In this study, the proposed LGDTI model contains not only first-order but also high-order graph information. In the first-order graph information, the graph convolutional network is used to capture the first-order neighbor information of the nodes in the graph; in the high-order graph information, the graph embedding algorithm DeepWalk is used to capture the high-order neighbor information of the nodes in the graph. Through these two different methods, the local and global information of each node in the graph is captured by LGDTI. The first-order neighbor information contains the attributes of nodes, which are internal to the node; the high-order neighbor information contains the whole network information of the node, which is called the behavior information. In the end, the two kinds of representation features of nodes obtained from LGDTI are predicted by the random forest classifier. The framework of large-scale graph representation learning as shown in Figure 3. In short, we have three main contributions: (i) we propose to employ specific GCN to learn first-order neighbors’ information (or local structural information) of nodes. (ii) This article proposes to utilize a graph embedding algorithm to learn high-order neighbors’ information (or global structural information) of nodes. (iii) In conclusion, LGDTI can view the DTIs network from multiple perspectives, including three features in the whole feature extraction process: node attributes, node first-order information, and node high-order information.

3. Results and Discussion

3.1. Performance Evaluation of LGDTI Using 5-Fold Cross-Validation

To accurately evaluate the stability and robustness of LGDTI, 5-fold cross-validation was adopted. In detail, the original data set was randomly divided into 5 subsets, among which 4 subsets were selected for each training, and the remaining subsets were used as the test set and repeated 5 times. Additionally, we used five evaluation indicators, including Acc. (Accuracy), MCC. (Matthews’s Correlation Coefficient), Sen. (Sensitivity), Spec. (Specificity), and Perc. (Precision). Moreover, for binary classification, the receiver operating characteristic (ROC) curve can reflect the capability of the model, while the AUC is the area under the ROC curve. The closer the ROC curve is to the upper left corner, the better the performance of the model. Similarly, the value of AUC is also high. The precision-recall (PR) curve contains precision and recall, with recall as the horizontal axis and precision as the vertical axis. On very skewed data sets, the PR curve can give us a comprehensive understanding of the performance of the model. The details of LGDTI under 5-fold cross-validation are shown in Table 1 and Figure 4. The results of each fold AUC, AUPR, and various evaluation criteria show that the proposed method has a better predictive ability. Studying it carefully, the results of each training are close to each other, which shows that the model has preferable stability and robustness.
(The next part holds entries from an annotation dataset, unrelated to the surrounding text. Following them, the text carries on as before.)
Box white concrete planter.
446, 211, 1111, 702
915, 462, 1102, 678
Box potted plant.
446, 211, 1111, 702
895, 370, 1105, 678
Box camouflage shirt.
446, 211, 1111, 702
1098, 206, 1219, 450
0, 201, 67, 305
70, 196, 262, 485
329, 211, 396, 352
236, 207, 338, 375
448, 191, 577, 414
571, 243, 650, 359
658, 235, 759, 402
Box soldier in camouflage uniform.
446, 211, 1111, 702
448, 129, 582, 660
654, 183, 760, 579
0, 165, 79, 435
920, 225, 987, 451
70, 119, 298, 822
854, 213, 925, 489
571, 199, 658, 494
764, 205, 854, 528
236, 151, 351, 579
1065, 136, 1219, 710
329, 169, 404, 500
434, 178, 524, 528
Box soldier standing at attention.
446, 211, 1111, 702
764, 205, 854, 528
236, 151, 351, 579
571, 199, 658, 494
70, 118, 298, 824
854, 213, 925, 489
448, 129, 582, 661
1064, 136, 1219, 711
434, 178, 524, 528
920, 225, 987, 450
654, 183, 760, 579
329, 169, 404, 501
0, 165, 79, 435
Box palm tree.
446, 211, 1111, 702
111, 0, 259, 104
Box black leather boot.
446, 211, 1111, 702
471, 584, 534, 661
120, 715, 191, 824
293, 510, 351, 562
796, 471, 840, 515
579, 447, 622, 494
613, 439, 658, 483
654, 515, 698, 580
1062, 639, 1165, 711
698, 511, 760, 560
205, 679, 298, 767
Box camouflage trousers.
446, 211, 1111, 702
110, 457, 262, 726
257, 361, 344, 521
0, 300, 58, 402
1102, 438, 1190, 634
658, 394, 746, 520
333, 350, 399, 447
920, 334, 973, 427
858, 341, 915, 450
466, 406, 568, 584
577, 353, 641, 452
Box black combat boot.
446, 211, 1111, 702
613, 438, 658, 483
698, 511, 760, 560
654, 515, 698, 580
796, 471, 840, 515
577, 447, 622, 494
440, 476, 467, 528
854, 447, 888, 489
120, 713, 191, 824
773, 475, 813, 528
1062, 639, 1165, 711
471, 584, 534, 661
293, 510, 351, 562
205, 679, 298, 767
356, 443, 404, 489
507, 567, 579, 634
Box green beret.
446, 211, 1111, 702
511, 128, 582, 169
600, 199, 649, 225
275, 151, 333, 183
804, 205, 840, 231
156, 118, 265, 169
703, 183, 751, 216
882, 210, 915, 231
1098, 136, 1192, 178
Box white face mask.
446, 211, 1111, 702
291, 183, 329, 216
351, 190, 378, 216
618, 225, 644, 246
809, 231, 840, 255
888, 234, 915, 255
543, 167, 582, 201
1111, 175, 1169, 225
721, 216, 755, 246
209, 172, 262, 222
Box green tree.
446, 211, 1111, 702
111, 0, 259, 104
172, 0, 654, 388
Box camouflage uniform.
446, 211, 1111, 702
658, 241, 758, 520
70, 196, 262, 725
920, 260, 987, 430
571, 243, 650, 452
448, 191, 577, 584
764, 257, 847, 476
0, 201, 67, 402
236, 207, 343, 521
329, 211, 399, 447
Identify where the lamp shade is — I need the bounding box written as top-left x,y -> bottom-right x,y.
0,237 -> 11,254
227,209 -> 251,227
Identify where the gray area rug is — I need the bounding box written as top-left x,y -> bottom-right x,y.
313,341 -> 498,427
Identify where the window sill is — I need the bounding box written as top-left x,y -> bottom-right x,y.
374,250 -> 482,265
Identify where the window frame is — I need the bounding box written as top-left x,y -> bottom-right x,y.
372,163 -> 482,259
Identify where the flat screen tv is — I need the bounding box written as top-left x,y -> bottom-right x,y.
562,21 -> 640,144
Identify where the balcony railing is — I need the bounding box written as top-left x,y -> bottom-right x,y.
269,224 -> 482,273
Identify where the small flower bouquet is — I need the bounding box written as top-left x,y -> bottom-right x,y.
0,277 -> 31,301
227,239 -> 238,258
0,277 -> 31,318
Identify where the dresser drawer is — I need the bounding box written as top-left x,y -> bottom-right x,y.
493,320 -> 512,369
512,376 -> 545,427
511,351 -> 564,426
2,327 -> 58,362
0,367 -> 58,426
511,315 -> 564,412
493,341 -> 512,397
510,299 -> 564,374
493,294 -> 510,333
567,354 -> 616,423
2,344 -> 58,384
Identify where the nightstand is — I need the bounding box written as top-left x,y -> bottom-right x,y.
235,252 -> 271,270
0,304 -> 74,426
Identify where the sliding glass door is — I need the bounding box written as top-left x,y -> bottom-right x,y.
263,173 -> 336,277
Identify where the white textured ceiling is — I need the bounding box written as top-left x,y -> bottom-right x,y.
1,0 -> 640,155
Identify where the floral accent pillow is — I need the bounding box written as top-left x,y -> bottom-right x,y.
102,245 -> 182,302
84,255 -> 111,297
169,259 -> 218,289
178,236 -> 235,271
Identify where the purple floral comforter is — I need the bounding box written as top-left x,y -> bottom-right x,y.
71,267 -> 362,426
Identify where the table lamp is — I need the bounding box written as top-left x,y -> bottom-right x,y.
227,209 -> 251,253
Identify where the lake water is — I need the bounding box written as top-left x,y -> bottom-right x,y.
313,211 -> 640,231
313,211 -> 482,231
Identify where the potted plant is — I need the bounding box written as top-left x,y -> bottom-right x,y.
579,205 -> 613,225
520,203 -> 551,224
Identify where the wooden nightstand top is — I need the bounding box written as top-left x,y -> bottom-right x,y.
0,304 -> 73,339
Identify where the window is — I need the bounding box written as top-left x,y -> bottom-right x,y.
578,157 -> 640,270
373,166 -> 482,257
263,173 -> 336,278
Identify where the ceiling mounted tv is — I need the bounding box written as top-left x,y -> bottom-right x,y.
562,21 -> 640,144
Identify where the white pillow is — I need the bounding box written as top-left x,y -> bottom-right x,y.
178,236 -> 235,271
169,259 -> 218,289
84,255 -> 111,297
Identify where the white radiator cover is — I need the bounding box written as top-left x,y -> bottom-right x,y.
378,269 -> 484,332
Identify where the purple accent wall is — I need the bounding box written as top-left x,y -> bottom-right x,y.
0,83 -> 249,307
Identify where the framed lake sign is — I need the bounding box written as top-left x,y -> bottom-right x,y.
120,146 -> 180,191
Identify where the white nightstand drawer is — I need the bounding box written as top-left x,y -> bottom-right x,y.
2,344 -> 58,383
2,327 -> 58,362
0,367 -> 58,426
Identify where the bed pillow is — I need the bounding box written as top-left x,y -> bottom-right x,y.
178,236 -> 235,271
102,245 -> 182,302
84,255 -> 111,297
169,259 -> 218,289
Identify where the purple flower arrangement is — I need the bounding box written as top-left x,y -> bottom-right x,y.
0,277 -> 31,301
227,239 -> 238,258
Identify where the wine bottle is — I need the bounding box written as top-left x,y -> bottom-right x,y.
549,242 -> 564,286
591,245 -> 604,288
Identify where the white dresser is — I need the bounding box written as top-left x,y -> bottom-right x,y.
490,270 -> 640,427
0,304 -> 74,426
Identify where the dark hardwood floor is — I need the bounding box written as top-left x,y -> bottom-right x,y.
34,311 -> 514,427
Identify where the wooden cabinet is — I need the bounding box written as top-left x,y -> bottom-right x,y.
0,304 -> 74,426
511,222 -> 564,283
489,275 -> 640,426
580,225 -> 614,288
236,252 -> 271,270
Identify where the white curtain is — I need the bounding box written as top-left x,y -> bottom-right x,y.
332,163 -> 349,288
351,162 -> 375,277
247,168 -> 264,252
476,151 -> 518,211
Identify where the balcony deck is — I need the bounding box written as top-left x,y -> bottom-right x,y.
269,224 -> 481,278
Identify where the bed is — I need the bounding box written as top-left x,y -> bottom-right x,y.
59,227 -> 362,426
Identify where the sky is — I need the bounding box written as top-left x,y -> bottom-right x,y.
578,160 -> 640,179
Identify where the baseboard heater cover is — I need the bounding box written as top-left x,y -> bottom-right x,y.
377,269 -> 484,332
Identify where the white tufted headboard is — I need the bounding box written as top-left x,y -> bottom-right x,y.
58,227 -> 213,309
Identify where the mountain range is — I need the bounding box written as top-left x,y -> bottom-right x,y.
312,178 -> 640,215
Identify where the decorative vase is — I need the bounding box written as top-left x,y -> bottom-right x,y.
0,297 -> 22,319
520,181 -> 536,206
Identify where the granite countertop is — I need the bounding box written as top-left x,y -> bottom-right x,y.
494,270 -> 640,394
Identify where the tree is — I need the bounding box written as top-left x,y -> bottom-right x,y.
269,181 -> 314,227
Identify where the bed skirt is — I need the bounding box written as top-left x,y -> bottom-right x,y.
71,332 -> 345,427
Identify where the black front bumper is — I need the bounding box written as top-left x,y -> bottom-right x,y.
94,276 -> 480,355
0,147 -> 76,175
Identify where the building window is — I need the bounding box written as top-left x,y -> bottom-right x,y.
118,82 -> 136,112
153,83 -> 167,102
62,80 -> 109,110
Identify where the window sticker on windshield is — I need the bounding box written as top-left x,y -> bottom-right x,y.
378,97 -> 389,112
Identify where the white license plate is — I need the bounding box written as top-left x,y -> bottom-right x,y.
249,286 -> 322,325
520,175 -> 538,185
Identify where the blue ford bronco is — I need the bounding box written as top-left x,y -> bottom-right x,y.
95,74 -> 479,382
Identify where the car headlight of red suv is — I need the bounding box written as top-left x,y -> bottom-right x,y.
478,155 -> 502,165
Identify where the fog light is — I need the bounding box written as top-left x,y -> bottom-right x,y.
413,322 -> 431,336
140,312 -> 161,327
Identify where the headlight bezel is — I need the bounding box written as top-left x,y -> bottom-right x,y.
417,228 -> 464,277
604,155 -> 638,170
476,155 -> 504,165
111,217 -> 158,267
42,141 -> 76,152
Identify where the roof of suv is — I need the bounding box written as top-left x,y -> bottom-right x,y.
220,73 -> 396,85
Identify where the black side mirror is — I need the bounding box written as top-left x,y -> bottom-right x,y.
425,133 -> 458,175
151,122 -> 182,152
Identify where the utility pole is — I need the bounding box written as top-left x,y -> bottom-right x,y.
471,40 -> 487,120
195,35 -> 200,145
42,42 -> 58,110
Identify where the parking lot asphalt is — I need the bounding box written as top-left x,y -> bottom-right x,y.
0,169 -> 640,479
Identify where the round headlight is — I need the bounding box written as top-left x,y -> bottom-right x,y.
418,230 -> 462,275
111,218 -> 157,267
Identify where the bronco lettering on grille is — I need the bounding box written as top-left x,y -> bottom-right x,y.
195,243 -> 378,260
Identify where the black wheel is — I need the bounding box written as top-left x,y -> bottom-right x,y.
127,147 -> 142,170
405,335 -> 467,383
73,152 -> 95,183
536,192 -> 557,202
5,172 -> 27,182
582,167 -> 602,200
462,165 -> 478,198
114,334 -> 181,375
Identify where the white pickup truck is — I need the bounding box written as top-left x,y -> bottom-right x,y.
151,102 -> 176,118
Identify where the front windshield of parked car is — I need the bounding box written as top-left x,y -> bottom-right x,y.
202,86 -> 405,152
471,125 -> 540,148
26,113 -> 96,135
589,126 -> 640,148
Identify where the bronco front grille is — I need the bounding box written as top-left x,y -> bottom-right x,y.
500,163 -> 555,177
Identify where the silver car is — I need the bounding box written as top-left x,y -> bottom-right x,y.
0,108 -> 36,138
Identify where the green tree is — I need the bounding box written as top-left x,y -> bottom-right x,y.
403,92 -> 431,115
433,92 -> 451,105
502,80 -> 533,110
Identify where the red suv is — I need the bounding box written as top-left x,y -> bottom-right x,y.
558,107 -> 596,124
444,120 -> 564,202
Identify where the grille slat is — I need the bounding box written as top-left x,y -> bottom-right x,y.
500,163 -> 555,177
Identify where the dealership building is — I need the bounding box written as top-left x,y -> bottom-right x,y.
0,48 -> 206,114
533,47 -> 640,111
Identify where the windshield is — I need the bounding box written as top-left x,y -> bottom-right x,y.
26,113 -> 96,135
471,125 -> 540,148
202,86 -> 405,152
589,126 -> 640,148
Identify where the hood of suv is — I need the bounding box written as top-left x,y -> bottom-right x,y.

3.2. Comparison LGDTI with the Different Machine Learning Algorithms

Different machine learning algorithms have different representations of features. By comparing different classification algorithms, including logistic regression (LR), K-nearest neighbor (KNN), gradient boosting decision tree (GBDT), and random forest classifier (RF), we can intuitively see the feature advantages of LGDTI. To make the comparison fairer and more objective, all classification algorithms choose the default parameters. The detailed evaluation results of 5-fold cross-validation are shown in Table 2 and Figure 5.
The results can be explained as follows: (i) for logistic regression, because of the depth and high complexity of input features, it may be difficult to form a linear classification surface, so it is impossible to fit features; (ii) for K-nearest Neighbor, in the characteristics of the sample studied in the early stage, the attributes of the neighboring nodes in the sample have been fused, which makes it impossible to accurately compare K-nearest neighbor; (iii) gradient boosting decision tree and random forest classifier are both ensemble classifiers, which can better solve the shortcomings of a single classifier, especially the random forest classifier, which can achieve preferable results on this dataset.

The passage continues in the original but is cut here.